A biology student from rural China became the first Chinese citizen to deliver a graduation speech at Harvard University this week.
On Wednesday (May 26), He Jiang, a doctoral student in biochemistry, spoke about the time his mother set his hand on fire when he was a boy, after a poisonous spider bit him. The incident inspired him to bring scientific knowledge to where it’s needed the most, he said.
The graduate explained he grew up in a village in central China’s Hunan province. When he was bit by the spider 15 years ago, there was no doctor in the area. So his mother wrapped his hand with layers of cotton, soaked the cotton in wine, and ignited it. The pain made him want to scream, he said, but “all I could do was watch my hand burn—one minute, then two minutes—until mom put out the fire.”
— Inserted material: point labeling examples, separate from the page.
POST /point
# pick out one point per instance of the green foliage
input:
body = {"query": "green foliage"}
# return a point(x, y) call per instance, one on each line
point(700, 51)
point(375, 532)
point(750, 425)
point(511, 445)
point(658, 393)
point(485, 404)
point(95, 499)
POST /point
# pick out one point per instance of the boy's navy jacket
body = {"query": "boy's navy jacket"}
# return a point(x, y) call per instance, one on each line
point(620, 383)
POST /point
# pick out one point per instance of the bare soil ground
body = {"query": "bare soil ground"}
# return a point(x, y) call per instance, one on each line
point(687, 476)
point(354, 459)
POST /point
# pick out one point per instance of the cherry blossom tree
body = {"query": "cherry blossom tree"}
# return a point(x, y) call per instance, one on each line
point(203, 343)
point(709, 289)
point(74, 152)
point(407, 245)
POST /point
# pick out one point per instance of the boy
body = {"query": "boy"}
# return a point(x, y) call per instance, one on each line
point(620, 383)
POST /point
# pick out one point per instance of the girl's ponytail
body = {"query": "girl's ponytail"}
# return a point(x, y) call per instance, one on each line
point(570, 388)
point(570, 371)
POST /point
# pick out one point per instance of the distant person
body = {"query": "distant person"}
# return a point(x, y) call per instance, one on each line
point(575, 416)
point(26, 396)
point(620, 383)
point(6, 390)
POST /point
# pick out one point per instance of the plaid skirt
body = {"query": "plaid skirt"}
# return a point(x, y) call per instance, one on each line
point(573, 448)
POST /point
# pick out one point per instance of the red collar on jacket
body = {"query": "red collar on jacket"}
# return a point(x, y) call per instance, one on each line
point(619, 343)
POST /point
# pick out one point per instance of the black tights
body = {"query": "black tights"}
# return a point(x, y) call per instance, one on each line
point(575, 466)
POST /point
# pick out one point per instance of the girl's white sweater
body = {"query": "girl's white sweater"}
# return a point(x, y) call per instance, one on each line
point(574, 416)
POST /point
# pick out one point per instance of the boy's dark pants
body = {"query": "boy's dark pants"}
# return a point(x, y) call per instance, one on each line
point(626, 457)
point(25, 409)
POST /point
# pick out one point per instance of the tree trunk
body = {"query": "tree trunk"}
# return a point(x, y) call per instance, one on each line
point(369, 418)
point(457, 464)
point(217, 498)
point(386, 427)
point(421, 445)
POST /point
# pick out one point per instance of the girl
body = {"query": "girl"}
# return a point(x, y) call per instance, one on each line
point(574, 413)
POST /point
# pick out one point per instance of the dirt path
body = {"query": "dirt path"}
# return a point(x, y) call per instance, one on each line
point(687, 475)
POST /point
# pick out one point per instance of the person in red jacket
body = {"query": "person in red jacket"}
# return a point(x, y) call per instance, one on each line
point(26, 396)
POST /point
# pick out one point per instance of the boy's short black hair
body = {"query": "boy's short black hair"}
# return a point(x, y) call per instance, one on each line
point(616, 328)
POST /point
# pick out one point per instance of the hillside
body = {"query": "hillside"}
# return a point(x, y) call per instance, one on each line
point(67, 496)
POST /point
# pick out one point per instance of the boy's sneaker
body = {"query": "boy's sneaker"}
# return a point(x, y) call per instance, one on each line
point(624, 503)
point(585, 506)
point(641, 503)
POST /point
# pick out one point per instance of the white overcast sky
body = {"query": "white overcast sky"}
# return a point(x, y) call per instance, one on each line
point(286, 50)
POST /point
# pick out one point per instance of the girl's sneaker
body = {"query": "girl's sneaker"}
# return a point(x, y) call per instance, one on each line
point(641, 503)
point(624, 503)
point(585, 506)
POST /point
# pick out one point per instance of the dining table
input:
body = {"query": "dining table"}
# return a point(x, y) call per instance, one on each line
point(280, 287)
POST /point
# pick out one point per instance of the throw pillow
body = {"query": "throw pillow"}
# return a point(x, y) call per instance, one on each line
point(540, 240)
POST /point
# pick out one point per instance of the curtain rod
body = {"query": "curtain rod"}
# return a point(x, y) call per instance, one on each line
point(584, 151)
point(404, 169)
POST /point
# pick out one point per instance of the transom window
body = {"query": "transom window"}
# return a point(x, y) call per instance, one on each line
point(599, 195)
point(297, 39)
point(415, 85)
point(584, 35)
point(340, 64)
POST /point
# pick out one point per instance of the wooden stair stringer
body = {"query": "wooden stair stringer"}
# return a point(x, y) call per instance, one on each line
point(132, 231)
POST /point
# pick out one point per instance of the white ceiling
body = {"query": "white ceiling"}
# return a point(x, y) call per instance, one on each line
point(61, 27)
Heat deactivates proteins, which is what a spider’s venom is made of, so his mother’s cure was actually effective. “I now know that better, less painful, and less risky treatments existed… why didn’t I receive one at the time?” he asked in the speech. He said he is “troubled by the unequal distribution of scientific knowledge throughout the world,” and dedicated to communicate what he has learned to those who need it, like “the farmers in my village.”
He was one of the three graduate speakers at Harvard’s 365th commencement. China’s state media outlets bragged he was “making history” and have run many profiles of him leading up to the graduation.